I have a dataset of $n×m$ numbers, where the $m$ variables ($m$ is in the order of 5–10) exhibit various degrees of correlation with one another. The format of the data is not necessarily a timeseries, it could be a discrete or continuous timeseries, and it could be various timeseries grouped together. The dataset is oversampled ($n>10000$).
I want to cull the amount of data (rows) such that the reduced dataset will have the same CDF and PDF as the original data for all $m$ variables. Simple bootstrapping will not do as that technique assumes that the variables are independent. However, I have the impression that multi-stage bootstrapping might actually be something that could be used here.
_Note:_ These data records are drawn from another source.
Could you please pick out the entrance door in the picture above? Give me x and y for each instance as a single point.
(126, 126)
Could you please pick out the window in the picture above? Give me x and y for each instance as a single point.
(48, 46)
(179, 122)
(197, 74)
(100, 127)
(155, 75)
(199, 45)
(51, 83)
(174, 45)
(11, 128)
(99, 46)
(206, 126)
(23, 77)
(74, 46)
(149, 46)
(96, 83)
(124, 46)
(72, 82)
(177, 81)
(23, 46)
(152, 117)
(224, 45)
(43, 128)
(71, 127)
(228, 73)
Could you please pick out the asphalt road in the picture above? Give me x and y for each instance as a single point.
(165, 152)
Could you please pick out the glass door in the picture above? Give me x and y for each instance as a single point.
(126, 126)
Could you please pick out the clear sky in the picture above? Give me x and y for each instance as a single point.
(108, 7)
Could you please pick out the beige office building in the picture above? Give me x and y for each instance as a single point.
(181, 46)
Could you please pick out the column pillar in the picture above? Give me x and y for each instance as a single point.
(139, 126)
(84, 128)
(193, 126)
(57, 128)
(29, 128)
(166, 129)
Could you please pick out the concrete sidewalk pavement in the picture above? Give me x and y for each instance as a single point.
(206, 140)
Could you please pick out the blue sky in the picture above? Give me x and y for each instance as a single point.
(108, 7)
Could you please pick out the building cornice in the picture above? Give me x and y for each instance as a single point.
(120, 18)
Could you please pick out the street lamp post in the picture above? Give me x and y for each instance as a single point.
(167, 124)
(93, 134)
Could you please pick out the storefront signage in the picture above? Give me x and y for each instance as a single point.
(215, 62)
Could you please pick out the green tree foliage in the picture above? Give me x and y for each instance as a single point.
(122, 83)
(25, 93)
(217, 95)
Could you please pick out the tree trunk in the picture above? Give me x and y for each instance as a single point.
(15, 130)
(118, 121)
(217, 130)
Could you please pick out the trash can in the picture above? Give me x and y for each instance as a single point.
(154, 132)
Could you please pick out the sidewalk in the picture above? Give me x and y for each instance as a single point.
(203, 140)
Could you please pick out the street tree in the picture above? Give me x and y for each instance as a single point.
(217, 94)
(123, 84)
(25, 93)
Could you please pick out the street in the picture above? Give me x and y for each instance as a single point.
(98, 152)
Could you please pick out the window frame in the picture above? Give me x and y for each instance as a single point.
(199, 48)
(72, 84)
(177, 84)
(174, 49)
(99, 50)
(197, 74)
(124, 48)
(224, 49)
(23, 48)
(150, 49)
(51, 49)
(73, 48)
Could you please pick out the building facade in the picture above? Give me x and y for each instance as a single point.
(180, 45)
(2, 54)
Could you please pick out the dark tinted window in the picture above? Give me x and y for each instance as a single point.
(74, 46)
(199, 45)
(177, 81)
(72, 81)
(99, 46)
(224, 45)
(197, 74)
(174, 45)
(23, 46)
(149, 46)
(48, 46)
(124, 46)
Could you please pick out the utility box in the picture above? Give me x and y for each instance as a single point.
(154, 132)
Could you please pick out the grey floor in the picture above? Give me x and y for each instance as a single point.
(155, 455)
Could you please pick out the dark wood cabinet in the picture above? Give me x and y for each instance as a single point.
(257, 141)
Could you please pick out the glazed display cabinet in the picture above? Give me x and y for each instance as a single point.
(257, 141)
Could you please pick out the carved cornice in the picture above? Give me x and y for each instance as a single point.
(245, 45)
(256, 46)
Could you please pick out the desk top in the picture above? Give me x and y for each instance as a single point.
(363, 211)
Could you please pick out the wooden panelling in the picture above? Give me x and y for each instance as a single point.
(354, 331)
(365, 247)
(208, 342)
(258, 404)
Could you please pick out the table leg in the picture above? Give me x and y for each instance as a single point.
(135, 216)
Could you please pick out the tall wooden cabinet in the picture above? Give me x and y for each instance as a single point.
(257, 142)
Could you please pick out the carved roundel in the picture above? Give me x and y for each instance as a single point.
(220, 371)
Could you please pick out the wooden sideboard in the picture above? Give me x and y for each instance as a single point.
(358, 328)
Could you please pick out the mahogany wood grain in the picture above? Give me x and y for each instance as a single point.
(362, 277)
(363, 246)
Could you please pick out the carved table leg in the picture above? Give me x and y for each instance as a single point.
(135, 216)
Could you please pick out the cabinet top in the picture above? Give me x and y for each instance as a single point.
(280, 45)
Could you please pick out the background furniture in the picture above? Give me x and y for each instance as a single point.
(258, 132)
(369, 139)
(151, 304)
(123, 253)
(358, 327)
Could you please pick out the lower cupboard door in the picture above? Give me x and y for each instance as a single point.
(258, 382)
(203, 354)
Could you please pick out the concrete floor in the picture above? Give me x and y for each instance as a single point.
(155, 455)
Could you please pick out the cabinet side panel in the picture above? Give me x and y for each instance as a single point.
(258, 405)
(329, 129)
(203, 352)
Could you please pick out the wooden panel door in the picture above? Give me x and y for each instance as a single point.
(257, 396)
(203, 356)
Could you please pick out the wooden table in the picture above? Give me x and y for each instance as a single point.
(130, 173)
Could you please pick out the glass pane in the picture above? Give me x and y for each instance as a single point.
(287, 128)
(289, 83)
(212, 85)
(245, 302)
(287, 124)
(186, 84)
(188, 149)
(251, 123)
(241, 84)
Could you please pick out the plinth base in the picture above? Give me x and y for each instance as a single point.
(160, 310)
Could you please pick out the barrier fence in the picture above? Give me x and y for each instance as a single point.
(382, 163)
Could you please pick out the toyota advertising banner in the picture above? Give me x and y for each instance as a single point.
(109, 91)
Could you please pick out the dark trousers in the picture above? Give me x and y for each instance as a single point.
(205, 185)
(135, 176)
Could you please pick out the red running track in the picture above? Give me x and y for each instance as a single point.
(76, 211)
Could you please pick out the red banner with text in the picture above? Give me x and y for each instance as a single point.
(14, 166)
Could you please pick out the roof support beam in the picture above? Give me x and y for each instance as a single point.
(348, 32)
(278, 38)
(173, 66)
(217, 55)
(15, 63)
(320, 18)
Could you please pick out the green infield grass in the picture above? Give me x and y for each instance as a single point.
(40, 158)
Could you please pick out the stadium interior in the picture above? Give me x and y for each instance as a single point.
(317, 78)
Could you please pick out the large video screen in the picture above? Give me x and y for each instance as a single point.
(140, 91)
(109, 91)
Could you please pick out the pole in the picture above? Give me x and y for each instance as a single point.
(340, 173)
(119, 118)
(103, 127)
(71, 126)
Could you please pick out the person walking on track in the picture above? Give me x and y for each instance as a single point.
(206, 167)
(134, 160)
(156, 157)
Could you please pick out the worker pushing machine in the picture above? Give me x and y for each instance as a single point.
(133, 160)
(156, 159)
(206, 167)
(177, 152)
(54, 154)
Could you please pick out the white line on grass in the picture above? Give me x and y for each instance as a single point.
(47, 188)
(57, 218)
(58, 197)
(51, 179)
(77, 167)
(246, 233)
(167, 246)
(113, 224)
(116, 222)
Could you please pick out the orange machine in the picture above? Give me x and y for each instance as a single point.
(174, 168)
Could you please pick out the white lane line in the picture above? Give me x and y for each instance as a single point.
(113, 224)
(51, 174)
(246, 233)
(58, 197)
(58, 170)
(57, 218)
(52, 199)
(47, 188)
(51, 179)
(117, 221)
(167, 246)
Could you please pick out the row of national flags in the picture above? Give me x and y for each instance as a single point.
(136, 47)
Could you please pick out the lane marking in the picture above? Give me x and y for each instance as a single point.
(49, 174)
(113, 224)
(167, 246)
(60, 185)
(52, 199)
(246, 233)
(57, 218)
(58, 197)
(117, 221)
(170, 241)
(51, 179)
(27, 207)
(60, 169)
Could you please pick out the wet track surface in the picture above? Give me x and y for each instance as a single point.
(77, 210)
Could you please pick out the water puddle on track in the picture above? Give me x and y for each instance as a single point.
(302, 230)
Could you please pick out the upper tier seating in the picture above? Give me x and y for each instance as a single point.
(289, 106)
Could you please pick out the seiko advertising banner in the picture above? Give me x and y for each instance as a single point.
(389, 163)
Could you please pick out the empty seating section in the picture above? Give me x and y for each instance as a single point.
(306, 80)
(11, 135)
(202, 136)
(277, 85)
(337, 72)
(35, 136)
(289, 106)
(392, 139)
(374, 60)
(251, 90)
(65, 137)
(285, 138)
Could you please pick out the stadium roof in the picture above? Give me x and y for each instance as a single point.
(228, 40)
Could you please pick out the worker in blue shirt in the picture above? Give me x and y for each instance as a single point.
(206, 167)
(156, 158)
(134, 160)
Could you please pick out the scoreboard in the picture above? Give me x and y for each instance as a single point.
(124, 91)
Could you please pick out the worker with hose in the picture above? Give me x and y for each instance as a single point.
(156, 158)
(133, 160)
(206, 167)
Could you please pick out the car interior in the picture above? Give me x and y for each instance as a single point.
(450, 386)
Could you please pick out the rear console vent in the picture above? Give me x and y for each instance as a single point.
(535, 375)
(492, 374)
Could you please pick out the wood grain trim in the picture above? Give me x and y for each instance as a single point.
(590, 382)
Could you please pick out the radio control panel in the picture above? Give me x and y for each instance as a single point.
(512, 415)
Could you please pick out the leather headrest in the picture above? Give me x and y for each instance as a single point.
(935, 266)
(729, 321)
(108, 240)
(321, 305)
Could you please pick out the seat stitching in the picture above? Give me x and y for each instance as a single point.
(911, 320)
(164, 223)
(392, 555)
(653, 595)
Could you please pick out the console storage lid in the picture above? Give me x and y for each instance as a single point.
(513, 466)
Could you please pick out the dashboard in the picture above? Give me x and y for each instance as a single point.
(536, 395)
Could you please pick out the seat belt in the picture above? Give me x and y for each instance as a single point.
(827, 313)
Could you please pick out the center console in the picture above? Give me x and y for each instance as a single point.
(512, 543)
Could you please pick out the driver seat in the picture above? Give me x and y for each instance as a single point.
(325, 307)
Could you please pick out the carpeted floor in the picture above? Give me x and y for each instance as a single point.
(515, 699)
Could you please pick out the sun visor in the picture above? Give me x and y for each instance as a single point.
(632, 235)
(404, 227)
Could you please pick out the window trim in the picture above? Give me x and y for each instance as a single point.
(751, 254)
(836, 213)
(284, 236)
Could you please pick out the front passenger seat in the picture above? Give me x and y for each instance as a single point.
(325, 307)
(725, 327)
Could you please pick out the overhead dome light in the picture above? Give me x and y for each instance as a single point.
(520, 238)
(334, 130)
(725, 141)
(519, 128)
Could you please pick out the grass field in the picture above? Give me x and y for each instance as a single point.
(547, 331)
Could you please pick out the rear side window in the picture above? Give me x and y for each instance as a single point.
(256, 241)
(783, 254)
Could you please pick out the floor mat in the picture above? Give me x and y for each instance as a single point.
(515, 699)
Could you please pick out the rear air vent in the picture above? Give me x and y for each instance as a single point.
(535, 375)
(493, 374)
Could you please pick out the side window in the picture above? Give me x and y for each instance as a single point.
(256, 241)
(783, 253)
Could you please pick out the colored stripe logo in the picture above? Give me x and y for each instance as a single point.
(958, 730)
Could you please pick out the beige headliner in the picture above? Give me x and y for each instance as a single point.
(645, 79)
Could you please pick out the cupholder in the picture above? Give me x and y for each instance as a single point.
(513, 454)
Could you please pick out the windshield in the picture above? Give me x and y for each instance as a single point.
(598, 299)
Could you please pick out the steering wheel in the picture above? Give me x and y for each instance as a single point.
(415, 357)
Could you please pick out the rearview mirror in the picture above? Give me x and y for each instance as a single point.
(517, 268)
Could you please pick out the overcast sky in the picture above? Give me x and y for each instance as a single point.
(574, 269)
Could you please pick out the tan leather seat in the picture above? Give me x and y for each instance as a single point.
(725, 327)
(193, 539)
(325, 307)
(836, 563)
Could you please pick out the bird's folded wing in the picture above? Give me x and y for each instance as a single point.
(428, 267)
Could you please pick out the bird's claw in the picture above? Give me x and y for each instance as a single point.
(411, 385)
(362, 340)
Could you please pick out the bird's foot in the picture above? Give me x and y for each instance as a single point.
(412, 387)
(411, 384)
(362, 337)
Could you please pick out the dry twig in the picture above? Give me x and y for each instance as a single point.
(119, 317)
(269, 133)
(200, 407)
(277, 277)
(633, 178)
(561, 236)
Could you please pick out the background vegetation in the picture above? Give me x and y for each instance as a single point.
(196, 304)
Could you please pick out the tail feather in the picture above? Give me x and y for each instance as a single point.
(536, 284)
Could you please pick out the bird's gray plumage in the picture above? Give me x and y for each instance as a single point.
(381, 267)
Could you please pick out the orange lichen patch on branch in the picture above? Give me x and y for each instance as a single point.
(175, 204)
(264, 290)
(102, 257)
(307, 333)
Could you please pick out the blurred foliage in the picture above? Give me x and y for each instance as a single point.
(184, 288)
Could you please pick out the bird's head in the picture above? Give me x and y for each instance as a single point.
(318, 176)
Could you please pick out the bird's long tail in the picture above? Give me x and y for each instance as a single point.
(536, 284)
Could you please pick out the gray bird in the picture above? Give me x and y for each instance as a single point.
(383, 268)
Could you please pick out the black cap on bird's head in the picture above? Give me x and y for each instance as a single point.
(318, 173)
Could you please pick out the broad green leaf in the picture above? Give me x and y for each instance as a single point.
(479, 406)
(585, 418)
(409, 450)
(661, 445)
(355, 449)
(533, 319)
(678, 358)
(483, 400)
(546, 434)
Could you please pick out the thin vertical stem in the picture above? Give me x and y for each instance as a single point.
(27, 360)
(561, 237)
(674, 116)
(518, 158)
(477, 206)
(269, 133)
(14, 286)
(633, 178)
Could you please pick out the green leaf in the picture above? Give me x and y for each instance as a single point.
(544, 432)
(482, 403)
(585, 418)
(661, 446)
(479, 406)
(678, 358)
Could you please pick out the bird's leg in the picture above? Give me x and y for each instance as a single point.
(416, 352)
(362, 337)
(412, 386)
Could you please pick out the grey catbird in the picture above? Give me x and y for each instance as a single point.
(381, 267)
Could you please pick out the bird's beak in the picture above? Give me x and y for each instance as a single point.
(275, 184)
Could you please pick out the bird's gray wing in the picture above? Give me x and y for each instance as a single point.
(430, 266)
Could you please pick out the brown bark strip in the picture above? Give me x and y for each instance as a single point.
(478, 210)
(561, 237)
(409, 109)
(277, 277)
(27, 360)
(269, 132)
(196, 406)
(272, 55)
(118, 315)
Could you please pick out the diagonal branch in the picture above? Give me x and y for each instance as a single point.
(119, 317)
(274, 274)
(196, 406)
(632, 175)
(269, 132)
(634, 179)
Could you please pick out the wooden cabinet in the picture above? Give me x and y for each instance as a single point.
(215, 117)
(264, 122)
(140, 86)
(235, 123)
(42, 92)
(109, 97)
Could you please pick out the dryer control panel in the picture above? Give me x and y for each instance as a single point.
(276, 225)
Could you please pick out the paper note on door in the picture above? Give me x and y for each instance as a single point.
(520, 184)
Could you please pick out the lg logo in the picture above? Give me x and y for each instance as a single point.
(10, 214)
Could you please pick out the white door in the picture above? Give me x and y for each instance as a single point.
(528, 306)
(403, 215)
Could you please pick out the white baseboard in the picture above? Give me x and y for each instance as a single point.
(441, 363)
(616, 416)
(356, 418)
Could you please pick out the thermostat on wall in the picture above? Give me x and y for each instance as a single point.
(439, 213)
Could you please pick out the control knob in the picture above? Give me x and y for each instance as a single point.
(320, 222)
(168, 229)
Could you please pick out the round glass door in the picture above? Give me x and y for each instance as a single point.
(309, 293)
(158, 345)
Does anyone have an answer to my question, or can anyone refer me to some literature where I could find an answer on this? If you happen to have some coding examples yourself, I am writing in Matlab.
Best Answer
The wikipedia reference is excellent. It has a number of references to several books. My book Chernick (2007) covers time series. But the most thorough text on dependent data is Lahiri's text. I will provide these additional references.
The two references are
1) Bootstrap Methods: A Practitioners Guide 2nd Edition, Michael R. Chernick (2007) Wiley.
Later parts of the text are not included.